Upregulated genes in NAT compared with healthy. a Overall, 2451 genes were upregulated in NAT compared with healthy across all tissue types. Of those, 660 were found in more than one tissue site, 223 in more than two (x-fold more than expected by random) and 98 in more than three (x-fold). The chord diagram shows the vast amount of shared genes among all tissue types. b Boxplot of the expression levels of ATP5E, an example of a gene that is consistently upregulated in NAT compared with healthy. No significant difference is observed between NAT and tumor. c STRING analysis of protein–protein interactions of the 98 genes, corresponding to 91 proteins, upregulated in NAT compared with healthy in at least four tissue types. A total of 180 edges are found between 57 of the genes (other genes not shown). Only 30 are expected by chance (Poisson approximation p-value < 1 × 10−20). Thickness of edges indicates confidence. We observed four clusters with three or more genes cluster 1: cell division; cluster 2: immune response; cluster 3: cellular stimuli; cluster 4: ATP. d Gene-set enrichment analysis (GSEA) of the hallmark gene sets using NAT vs. healthy differential expression. NES are presented, but only for significant comparisons (FDR < 1%). Otherwise, the color of the cell is white. Only gene sets significant in at least one tissue site are presented. The full data is in Supplementary Data 3. Inflammatory response-related pathways are generally enriched in NAT in most tissue types (red). On the other hand, the NAT tissue tends to not express normal development pathways such as myogenesis and adipogenesis (blue)

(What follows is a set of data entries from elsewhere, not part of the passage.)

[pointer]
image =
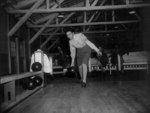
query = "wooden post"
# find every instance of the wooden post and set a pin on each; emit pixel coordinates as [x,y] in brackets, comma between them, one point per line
[9,91]
[9,47]
[24,57]
[17,55]
[29,47]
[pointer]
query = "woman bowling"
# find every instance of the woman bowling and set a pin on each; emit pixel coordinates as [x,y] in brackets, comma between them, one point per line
[79,42]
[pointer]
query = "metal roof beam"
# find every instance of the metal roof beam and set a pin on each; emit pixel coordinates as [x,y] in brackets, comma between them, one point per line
[57,29]
[91,8]
[87,24]
[24,18]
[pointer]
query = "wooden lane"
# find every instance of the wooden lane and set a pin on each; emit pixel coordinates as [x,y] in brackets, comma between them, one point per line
[65,95]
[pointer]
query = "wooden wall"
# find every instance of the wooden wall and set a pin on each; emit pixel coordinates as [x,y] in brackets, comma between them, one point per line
[3,42]
[6,23]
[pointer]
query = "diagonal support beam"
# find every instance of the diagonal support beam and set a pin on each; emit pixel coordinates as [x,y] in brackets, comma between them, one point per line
[57,29]
[47,17]
[41,30]
[24,18]
[53,43]
[92,17]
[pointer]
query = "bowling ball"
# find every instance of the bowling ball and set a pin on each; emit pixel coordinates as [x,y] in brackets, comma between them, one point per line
[36,66]
[71,72]
[38,80]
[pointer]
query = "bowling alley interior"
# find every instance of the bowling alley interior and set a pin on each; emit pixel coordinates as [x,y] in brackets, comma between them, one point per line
[36,75]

To gain further insight into the global patterns that distinguish between healthy tissue and NAT, we performed a gene-set enrichment analysis (GSEA) using the 50 hallmark gene sets32. Altogether, 41% of all comparisons between healthy tissue and NAT were significantly perturbed (GSEA nominal p-value false rate discovery (FDR) < 1%) (Fig. 3d; Supplementary Data 3). Examining the trends of divergence across tissue types revealed robust enrichment of inflammatory response-related gene sets upregulated in NAT, such as tumor necrosis factor (TNF)-α signaling, interferon response, and allograft rejection. Interestingly, several cancer-related signatures were also enriched in NAT, such as KRAS signaling, p53 pathway, hypoxia, and apoptosis. On the other extreme, cellular differentiation and metabolic pathways, such as myogenesis, adipogenesis, and oxidative phosphorylation, respectively, were significantly enriched in most healthy tissues.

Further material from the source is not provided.